After more than eight weeks of siege, the bodies of his armies now nearly filled the ditches at the southern bastions of the fortress. In the summer heat, the stench was intolerable. Flies swarmed over the swollen corpses. The soothing sea breezes of the early fall were replaced by nauseating smells driven back into the faces of the Turks. Soon diseases spread among the men and the merchant camp followers.
And still, not a single Turkish soldier had set a foot inside the city of the knights.
Suleiman sighed deeply, staring into the closed space of his tent. The servants had been dismissed, and the Sultan waited for a few moments before beginning the
Divan.
All of the Sultan’s commanding officers, Piri Pasha, Mustapha Pasha, Bali Agha, Achmed
Agha, Ayas Agha, and Qasim Pasha, sat in a crescent around him. All immobile, impassive. Ibrahim sat to the Sultan’s right, facing the generals. Several of the Aghas wondered at Ibrahim’s position at the right hand of the Sultan. None said anything aloud.
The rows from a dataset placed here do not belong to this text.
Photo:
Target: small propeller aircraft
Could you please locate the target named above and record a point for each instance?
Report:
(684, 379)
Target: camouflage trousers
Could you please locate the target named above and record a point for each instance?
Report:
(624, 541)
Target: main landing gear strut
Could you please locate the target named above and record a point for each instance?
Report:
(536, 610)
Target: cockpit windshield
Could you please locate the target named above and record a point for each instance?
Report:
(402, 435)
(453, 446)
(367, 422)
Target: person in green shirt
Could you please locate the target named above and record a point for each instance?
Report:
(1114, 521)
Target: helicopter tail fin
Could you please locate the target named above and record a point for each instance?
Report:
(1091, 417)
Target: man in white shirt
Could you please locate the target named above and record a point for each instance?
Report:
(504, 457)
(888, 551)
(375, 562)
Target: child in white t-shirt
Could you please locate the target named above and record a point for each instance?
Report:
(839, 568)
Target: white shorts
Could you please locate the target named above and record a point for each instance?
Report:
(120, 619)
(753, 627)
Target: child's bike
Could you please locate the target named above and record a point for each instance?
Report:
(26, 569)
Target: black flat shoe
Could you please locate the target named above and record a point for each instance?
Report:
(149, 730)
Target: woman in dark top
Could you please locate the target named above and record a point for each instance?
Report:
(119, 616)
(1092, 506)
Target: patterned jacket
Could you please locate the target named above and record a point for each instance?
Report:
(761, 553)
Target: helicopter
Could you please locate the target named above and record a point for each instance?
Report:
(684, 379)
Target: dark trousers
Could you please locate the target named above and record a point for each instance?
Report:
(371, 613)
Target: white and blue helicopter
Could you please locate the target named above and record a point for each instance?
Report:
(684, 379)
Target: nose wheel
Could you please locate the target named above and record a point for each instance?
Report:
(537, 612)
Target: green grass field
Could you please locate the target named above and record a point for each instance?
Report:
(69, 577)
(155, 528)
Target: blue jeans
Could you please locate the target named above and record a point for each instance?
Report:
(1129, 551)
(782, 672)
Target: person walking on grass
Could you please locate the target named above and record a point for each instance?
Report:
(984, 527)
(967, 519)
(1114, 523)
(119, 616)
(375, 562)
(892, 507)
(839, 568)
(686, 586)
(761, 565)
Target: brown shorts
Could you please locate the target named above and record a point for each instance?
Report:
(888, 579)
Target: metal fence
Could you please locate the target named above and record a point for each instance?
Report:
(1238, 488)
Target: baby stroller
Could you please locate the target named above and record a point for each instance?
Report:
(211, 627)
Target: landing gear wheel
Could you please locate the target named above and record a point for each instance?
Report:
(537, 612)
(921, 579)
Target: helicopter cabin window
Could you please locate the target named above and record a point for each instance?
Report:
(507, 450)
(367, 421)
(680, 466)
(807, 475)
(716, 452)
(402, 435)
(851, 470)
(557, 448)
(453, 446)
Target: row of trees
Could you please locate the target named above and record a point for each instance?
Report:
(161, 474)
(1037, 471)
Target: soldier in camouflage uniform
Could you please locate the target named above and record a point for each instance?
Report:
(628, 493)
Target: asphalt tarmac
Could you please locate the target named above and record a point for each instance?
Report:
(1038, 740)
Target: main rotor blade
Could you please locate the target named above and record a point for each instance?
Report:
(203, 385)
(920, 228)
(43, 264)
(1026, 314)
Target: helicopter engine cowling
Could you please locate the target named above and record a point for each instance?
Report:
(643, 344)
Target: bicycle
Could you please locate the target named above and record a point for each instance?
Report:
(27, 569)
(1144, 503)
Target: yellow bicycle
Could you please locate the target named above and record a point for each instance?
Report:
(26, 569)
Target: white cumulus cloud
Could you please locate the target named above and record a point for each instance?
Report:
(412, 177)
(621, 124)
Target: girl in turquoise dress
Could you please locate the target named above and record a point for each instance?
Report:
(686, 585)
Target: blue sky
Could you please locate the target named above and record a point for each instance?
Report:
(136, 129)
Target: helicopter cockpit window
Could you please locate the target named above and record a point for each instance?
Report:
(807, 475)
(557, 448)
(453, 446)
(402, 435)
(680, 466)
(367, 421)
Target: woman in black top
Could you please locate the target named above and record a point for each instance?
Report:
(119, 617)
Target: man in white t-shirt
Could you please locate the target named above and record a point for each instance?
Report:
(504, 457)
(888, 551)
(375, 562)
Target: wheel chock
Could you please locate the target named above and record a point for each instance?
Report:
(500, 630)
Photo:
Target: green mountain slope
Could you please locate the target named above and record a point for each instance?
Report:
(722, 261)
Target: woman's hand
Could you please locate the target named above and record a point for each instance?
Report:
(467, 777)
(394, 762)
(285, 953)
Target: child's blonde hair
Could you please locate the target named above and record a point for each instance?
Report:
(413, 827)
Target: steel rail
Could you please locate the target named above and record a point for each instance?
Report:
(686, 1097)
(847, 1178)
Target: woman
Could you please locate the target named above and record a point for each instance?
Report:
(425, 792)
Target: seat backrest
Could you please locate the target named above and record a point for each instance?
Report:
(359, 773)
Suleiman wondered who among these men would serve him best. Piri Pasha was still his Grand Vizier, but clearly because of his lack of enthusiasm for the battle, his usefulness was waning. Ibrahim had been Suleiman’s loyal friend and servant for nearly a decade, but there was much resistance in the court to any further elevation of his rank. And as for the rest of the Aghas, what of them? They fought among themselves like children. They sought power and riches. Though they served the Sultan today, what would they do if their position was suddenly threatened?